Dass die "Radikalisierung ein Zeichen unserer Zeit" sei, schreibt der Kolumnist Axel Hacke. Vielleicht hat er Recht damit. So schlimm es ist – aber vielleicht kann man der Verrohung der Sprache und der starken Neigung zum Populismus bei offenbar rund einem Drittel der Bevölkerung am Ende doch etwas Gutes abgewinnen.

Vielleicht sind wir durch beides gezwungen, uns bewusster zu werden, warum wir als Christen etwas tun oder warum wir etwas nicht tun, gerade weil wir Christen sind. Radikalität zielt auf die "Wurzel", auf Grundüberzeugungen, auf Haltungen, am Ende auf ethische Grundpositionen. Aggressive Briefschreiber – es sind fast ausschließlich Männer – verweise ich gerne auf das Evangelium, zum Beispiel auf Matthäus 25,40: "Was ihr für einen meiner geringsten Brüder getan habt, das habt ihr mir getan."

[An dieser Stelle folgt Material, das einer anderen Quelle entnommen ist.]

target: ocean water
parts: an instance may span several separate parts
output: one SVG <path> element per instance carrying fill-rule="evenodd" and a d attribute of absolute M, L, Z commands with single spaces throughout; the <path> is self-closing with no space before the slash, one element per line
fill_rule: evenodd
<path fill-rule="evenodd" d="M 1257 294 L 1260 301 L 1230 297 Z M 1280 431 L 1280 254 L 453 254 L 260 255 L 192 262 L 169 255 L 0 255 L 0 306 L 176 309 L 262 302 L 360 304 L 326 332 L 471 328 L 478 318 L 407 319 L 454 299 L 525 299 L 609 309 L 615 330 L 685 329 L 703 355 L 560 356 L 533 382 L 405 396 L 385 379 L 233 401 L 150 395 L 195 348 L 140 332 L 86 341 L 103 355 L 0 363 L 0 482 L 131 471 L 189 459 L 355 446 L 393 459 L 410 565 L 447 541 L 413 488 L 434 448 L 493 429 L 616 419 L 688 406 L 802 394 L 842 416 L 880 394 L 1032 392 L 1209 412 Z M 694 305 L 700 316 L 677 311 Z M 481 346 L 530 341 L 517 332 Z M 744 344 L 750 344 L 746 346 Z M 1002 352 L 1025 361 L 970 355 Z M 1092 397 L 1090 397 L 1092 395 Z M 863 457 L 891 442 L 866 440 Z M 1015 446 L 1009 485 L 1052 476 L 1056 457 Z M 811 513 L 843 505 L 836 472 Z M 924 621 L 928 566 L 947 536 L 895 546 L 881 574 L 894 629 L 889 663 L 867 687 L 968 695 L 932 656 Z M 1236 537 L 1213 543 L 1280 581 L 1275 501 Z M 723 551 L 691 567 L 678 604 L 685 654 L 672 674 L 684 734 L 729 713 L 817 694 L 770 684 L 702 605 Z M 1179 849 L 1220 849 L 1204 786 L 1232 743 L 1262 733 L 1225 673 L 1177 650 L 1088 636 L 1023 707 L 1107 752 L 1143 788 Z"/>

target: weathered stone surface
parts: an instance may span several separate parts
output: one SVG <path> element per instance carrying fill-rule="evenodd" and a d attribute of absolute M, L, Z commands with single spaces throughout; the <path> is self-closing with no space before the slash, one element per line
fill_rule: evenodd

Axel Hacke reflektiert zu Recht darüber, dass viele Menschen versuchen, in ungewissen Zeiten Sicherheit in einer Absolutheit des eigenen Standpunktes zu finden. Einer Absolutheit, die keinen Widerspruch dulde, also aufgebe, worum es doch im Wesentlichen gehe: die Freiheit. Wenn wir akzeptieren müssen, dass Menschen, auch aus dem "Bürgertum", sich die Freiheit nehmen, gegen Geflüchtete, gegen "Altparteien", gegen gewählte Repräsentanten des Staates, gegen unseren Rechtsstaat, gegen unsere jüdischen oder muslimischen Mitbürger zu hetzen, dann nur, indem wir uns an Frère Roger aus Taizé erinnern. Er sprach von "Kampf und Kontemplation" als Lebensform der Christen. Die Kontemplation ist für den Christen sowieso klar – der Kampf aber auch: Es geht um ein entschiedenes, ja um ein radikales Bekämpfen derer, die unsere christlichen Grundwerte angreifen.